Diciona

Ação Revisional de Contrato

Jurisprudências - Direito Civil

APELAÇÃO CÍVEL. AÇÃO REVISIONAL. CONTRATO DE PERMUTA. RELAÇÃO ENTRE COOPERATIVA E COOPERADO. COBRANÇA DE ENCARGOS. ABUSIVIDADE NÃO CONFIGURADA. - O modo de cobertura dos prejuízos sofridos pela Cooperativa em razão da inadimplência de alguns cooperativados foi determinado pelo Conselho de Administração e referendado pela Assembléia Geral, que autorizou expressamente a incidência dos encargos cobrados do autor. Não há falar, portanto, em cobrança de juros abusivos, mas mera recomposição das perdas suportadas pela requerida fundada na economia solidária. Necessidade de distribuição proporcional das perdas de molde a preservar o equilíbrio do ente Cooperativo, evitando, assim, penalizar os demais associados. - O prequestionamento da matéria não quer dizer vinculação do julgador ao enfrentamento de todas as razões e fundamentos invocados pelas partes, sendo suficiente apenas um para atender a prestação jurisdicional objetiva. Apelo desprovido. (Apelação Cível Nº 70020782421, Décima Segunda Câmara Cível, Tribunal de Justiça do RS, Relator: Dálvio Leite Dias Teixeira, Julgado em 13/03/2008)

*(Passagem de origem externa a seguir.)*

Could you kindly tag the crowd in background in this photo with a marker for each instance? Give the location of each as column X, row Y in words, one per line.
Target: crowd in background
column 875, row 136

APELAÇÃO CÍVEL. ADMINISTRATIVO E RESPONSABILIDADE CIVIL. AÇÃO REVISIONAL E INDENIZATÓRIA. IMPOSSIBILIDADE DE SUSPENSÃO NO FORNECIMENTO DE ENERGIA ELÉTRICA. Prescrição: Redução pelo CC/2002 do prazo de prescrição relativo às ações de enriquecimento sem causa (art. 884) de vinte anos para apenas três anos (art. 206, § 3º, IV). Incidência da regra de transição prevista no art. 2.028 do CCB/02. Com isso, a prescrição, no caso concreto, reger-se-á pela regra inscrita no art. 206, § 3º, IV, do CCB/02, iniciando-se a contagem da data da verificação da fraude. Pretensão revisional: Omissão pela demandante em indicar por quais razões deveria o débito que ora é cobrado pela concessionária de energia ser glosado. A planilha de atualização da dívida confeccionada pela demandada não revela qualquer abusividade. Sem que se indique quais as cláusulas a serem revisadas, ou o motivo pelo qual se entende que o equilíbrio financeiro do contrato revela-se abalado, não há como se proceder ao acolhimento da pretensão, máxime não se estampar no contrato de fornecimento de energia elétrica, qualquer nulidade a ser reconhecida. Direito ao Fornecimento de Energia: Em se tratando de débito antigo, não está a concessionária de serviço autorizada à condicionar o fornecimento do serviço ao seu adimplemento. Em relação às faturas atuais, todavia, deve prevalecer o interesse da coletividade, não se podendo reconhecer o direito ao fornecimento gratuito de energia elétrica. O art. 6º, § 3º, II da Lei nº 8.987/95, em verdade, não afronta quaisquer princípios constitucionais, mas, pelo contrário, os defende, através da proteção dos demais usuários que, muitas vezes com esforço, logram adimplir pontualmente as suas faturas. Danos Morais: Pedido que não merece acolhimento. O condicionamento do fornecimento de energia elétrica ao pagamento de débitos antigos encontrava respaldo na LF nº 8.987/95 e na Res. nº 456/00 da ANEEL. Em que pese se tenha excepcionado, no caso concreto, a regra, não se vê configurada a ilicitude da conduta a fazer reconhecida a responsabilidade da concessionária de energia. SENTENÇA EM PARTE REFORMADA. APELAÇÃO PARCIALMENTE PROVIDA. (Apelação Cível Nº 70022157499, Terceira Câmara Cível, Tribunal de Justiça do RS, Relator: Paulo de Tarso Vieira Sanseverino, Julgado em 12/06/2008)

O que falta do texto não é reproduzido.